1. Accelerometry

2. Newton’s 2nd Law The Law of Acceleration
Describes how a body moves when an external force is applied
“An external force will cause the body to accelerate in direct proportion to the magnitude of the force and in the same direction as the force”
F=ma
If a body’s mass is assumed to be constant, then a measured acceleration is an indicator of a change in the force applied to the body.

3. Direct measurement by accelerometry
Accelerometers are devices that measure applied acceleration acting along a sensitive axis which can be used to measure the rate and intensity of body movement in up to three planes (anterior–posterior, mediolateral and vertical)
Accelerometers can also be used to measure tilt (body posture) making them superior to those devices that have no ability to measure static characteristics.

4. Direct measurement by accelerometry
Although each type of accelerometer uses different mechanisms to measure the accelerations and there are many different designs and manufacturing techniques, conceptually, all use a variation of the spring mass system, shown in figure 1.
In this system, when acceleration is applied, a small mass within the accelerometer responds by applying a force to a spring, causing it to stretch or compress. The displacement of the spring can be measured and used to calculate the applied acceleration.

5. Types of accelerometers
Accelerometers included for kinematic studies include piezoelectric, piezeresistive, differential capacitor, all of which implement the same basic principle of the spring mass system.
Piezoelectric accelerometers
Piezoelectric accelerometers consist of a piezoelectric element with a seismic mass.
When the sensors undergo acceleration, the seismic mass causes the piezoelectric element to bend.
This change causes a displacement charge to build up on one side of the sensor, which results in a variable output voltage signal that is proportional to the applied acceleration.

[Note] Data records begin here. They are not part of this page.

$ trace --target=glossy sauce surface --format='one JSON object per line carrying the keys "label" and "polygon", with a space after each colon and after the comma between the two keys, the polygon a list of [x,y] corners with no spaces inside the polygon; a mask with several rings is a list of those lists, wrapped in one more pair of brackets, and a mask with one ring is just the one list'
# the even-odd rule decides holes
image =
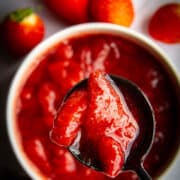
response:
{"label": "glossy sauce surface", "polygon": [[[25,82],[15,110],[23,149],[42,174],[50,179],[110,179],[79,164],[65,148],[49,139],[66,92],[95,70],[123,76],[148,96],[155,111],[156,134],[144,166],[152,176],[160,173],[172,157],[178,120],[172,84],[155,57],[119,37],[86,35],[60,43],[40,60]],[[134,173],[126,172],[115,179],[136,178]]]}

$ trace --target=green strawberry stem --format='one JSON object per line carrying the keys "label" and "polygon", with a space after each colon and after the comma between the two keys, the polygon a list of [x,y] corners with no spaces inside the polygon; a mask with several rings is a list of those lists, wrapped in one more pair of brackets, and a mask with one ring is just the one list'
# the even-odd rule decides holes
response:
{"label": "green strawberry stem", "polygon": [[21,22],[25,17],[33,13],[31,8],[18,9],[9,14],[9,18],[15,22]]}

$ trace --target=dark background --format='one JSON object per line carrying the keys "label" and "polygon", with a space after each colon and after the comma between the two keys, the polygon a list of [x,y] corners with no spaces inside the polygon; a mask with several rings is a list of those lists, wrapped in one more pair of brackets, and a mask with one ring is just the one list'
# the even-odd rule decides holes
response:
{"label": "dark background", "polygon": [[[154,1],[133,0],[133,2],[136,11],[136,18],[131,29],[149,37],[147,33],[148,17],[157,9],[158,6],[171,1],[156,0],[156,3],[154,3]],[[179,2],[179,0],[174,0],[173,2]],[[46,25],[45,38],[66,27],[64,23],[55,18],[53,14],[48,11],[48,9],[43,5],[42,0],[0,0],[0,22],[8,12],[20,7],[33,7],[34,10],[43,18]],[[148,10],[146,7],[148,7]],[[171,63],[175,65],[175,69],[180,74],[180,45],[170,46],[159,42],[156,43],[168,54],[171,59]],[[9,85],[16,70],[23,62],[23,59],[24,57],[11,57],[9,53],[6,52],[0,40],[0,179],[2,180],[29,179],[18,163],[10,146],[5,117],[6,99],[9,91]],[[178,164],[180,164],[180,160],[178,161]],[[178,180],[180,172],[174,170],[168,177],[172,180]]]}

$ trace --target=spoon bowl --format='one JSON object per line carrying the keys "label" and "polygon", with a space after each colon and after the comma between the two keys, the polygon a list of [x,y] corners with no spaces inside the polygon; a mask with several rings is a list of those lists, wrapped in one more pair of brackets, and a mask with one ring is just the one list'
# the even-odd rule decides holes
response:
{"label": "spoon bowl", "polygon": [[[137,109],[141,112],[141,119],[138,121],[140,132],[135,142],[133,143],[132,148],[130,149],[129,155],[126,158],[125,164],[122,168],[122,171],[133,170],[135,171],[140,179],[151,179],[148,173],[143,167],[143,161],[151,149],[154,133],[155,133],[155,117],[153,109],[149,100],[143,91],[135,85],[133,82],[124,79],[119,76],[110,75],[111,79],[117,85],[117,87],[123,92],[128,92],[131,97],[136,100]],[[64,97],[62,104],[68,99],[68,97],[76,90],[81,88],[86,88],[88,79],[84,79],[75,85]],[[82,164],[88,166],[97,171],[103,171],[101,166],[93,161],[88,153],[91,152],[82,152],[80,150],[81,134],[78,134],[77,138],[74,140],[73,144],[68,147],[68,150],[71,154],[78,159]]]}

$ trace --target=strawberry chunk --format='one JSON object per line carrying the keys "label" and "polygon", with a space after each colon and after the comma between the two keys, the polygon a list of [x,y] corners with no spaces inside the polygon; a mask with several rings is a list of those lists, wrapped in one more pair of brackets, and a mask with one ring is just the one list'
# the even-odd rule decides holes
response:
{"label": "strawberry chunk", "polygon": [[69,146],[76,138],[87,108],[87,92],[75,91],[60,108],[51,131],[51,140],[58,145]]}

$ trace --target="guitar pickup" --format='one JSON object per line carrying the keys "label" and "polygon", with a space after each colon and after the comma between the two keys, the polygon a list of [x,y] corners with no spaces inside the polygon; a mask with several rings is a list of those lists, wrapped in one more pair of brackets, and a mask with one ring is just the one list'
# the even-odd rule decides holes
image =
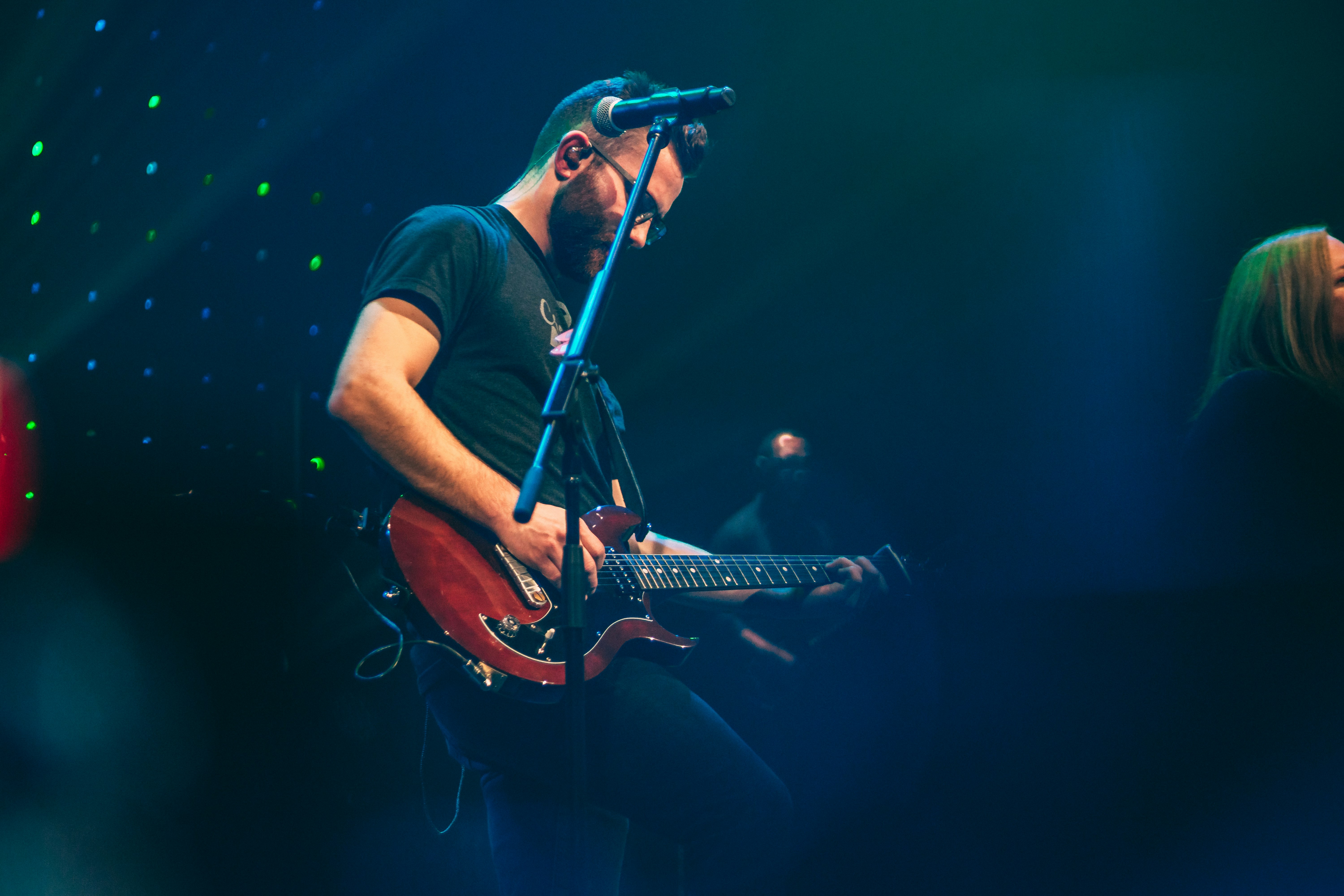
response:
{"label": "guitar pickup", "polygon": [[542,590],[542,586],[538,584],[536,579],[532,578],[528,568],[519,563],[517,557],[504,549],[503,544],[495,545],[495,556],[504,564],[504,571],[508,574],[509,582],[513,583],[513,590],[517,591],[519,599],[534,610],[544,607],[546,592]]}

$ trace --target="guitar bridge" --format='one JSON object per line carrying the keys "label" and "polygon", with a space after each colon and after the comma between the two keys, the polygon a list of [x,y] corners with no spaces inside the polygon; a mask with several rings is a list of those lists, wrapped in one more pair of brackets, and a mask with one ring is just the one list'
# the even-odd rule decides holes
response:
{"label": "guitar bridge", "polygon": [[500,563],[504,564],[504,571],[508,572],[509,582],[513,583],[513,590],[517,591],[519,599],[534,610],[544,607],[546,592],[542,591],[542,586],[532,578],[532,574],[528,572],[527,567],[519,563],[517,557],[504,549],[503,544],[495,545],[495,556],[497,556]]}

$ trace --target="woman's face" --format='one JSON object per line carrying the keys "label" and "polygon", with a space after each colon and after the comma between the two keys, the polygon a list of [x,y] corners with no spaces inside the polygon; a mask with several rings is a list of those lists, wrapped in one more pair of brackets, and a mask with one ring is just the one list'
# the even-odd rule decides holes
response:
{"label": "woman's face", "polygon": [[1331,336],[1344,343],[1344,243],[1331,240],[1331,277],[1335,279],[1335,298],[1331,301]]}

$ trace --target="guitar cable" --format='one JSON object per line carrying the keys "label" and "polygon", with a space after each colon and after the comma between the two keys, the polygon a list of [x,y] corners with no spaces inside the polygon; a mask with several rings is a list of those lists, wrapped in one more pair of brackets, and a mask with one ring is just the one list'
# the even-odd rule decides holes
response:
{"label": "guitar cable", "polygon": [[[411,641],[407,641],[406,639],[406,633],[402,631],[402,627],[399,625],[396,625],[395,622],[392,622],[391,619],[388,619],[387,615],[384,615],[382,610],[379,610],[378,607],[374,606],[372,600],[370,600],[367,596],[364,596],[364,590],[359,587],[359,582],[355,579],[355,574],[349,571],[349,566],[345,563],[344,559],[340,560],[340,567],[343,570],[345,570],[345,575],[349,578],[351,587],[355,588],[355,594],[359,595],[360,600],[363,600],[368,606],[368,609],[374,611],[374,615],[378,617],[383,622],[383,625],[386,625],[388,629],[391,629],[392,631],[396,633],[396,643],[384,643],[380,647],[374,647],[372,650],[370,650],[368,653],[366,653],[360,658],[359,662],[355,664],[355,677],[356,678],[359,678],[360,681],[376,681],[376,680],[382,678],[383,676],[388,674],[392,669],[395,669],[396,665],[402,661],[402,653],[406,650],[406,647],[409,647],[410,645],[415,645],[415,643],[427,643],[427,645],[431,645],[431,646],[435,646],[435,647],[441,647],[444,650],[448,650],[454,657],[457,657],[460,661],[462,661],[462,664],[466,664],[466,657],[464,657],[462,654],[460,654],[457,650],[453,650],[446,643],[439,643],[438,641],[425,641],[422,638],[414,638]],[[372,674],[372,676],[366,676],[366,674],[360,673],[360,669],[364,668],[366,662],[368,662],[370,660],[372,660],[379,653],[383,653],[384,650],[391,650],[392,647],[396,647],[396,656],[392,657],[392,662],[386,669],[383,669],[382,672],[379,672],[376,674]],[[453,825],[457,823],[457,817],[462,813],[462,783],[466,780],[466,766],[461,767],[462,771],[457,776],[457,801],[456,801],[456,803],[453,806],[453,819],[450,822],[448,822],[448,827],[445,827],[444,830],[439,830],[438,825],[434,823],[433,814],[429,810],[429,787],[426,787],[426,785],[425,785],[425,752],[427,750],[429,750],[429,704],[426,703],[425,704],[425,732],[421,736],[421,762],[419,762],[419,772],[421,772],[421,806],[425,809],[425,821],[429,822],[430,829],[435,834],[438,834],[439,837],[442,837],[448,832],[453,830]]]}

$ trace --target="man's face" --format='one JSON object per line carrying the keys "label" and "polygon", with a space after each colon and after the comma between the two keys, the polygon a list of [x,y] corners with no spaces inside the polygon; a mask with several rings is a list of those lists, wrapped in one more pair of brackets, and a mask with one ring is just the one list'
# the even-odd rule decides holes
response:
{"label": "man's face", "polygon": [[[642,145],[632,142],[612,157],[628,172],[637,175],[642,161],[642,152],[637,148]],[[667,215],[672,208],[683,183],[676,152],[671,146],[665,148],[659,153],[659,164],[649,179],[649,196],[659,204],[660,215]],[[589,154],[587,164],[560,184],[551,201],[550,230],[551,255],[562,274],[589,281],[602,270],[625,212],[626,191],[625,179],[598,159],[597,153]],[[641,249],[650,224],[652,222],[645,222],[634,227],[629,244]]]}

6. Types of accelerometers
Piezoresistive accelerometers
These accelerometers are typically manufactured from a surface micromachined polysilicon structure.
On this sits polysilicon springs (arranged in a Wheatstone configuration) whose electrical resistance changes as the acceleration forces are applied.
The acceleration is proportional to the resulting voltage.
Differentiable capacitor accelerometers
These operate on the principle of change of capacitance is proportional to applied acceleration.
They use a differentiable capacitor with central plates attached to the moving mass and fixed external plates.
The applied acceleration unbalances the capacitor.
This results in the output wave for the accelerometer.

7. Acquiring the correct accelerometer data
The output of an accelerometer worn on the body is dependent on four factors as listed as follows:
Position at which it is placed,
Its orientation at this location,
The posture of the subject and
The activity being performed by the subject.
If the subject or patient is at rest the output of the accelerometer, is determined by its inclination relative to the gravitational vector.
If the orientation of the accelerometer relative to the person is known, then the resulting accelerometer recordings can be used to determine the posture of the subject relative to the vertical or gravitational direction.

8. Acquiring the correct accelerometer data
The main acceleration components are due to the movement of the body.
The body-generated linear, centripetal and coreolis accelerations are the main factors that constitute both the translational and rotational body movements.
Other spurious resulting accelerations, such as artifact due to soft tissue movement or external vibrations may also be present in the accelerometer signal, but can be minimized through careful instrument placement and signal filtering.

9. Requirements for accelerometric monitoring of human movements
The accelerations generated during human movement vary across the body and depend on the activity being performed.
Accelerations increase in magnitude from the head to the ankle, and are generally greatest in the vertical direction (Bhattacharya et al 1980), although the accelerations in the other two directions cannot be neglected (Lafortune 1991).

10. Medical assessment of human movement
Some analyses, such as gait analysis, under controlled laboratory settings can be a useful tool in detecting underlying causes of gait abnormalities; However,
Analyses in a laboratory setting do not reveal functional subject variability in everyday activity patterns.
Accelerometers have become the preferred choice for continuous, unobtrusive and reliable method in human movement detection and monitoring.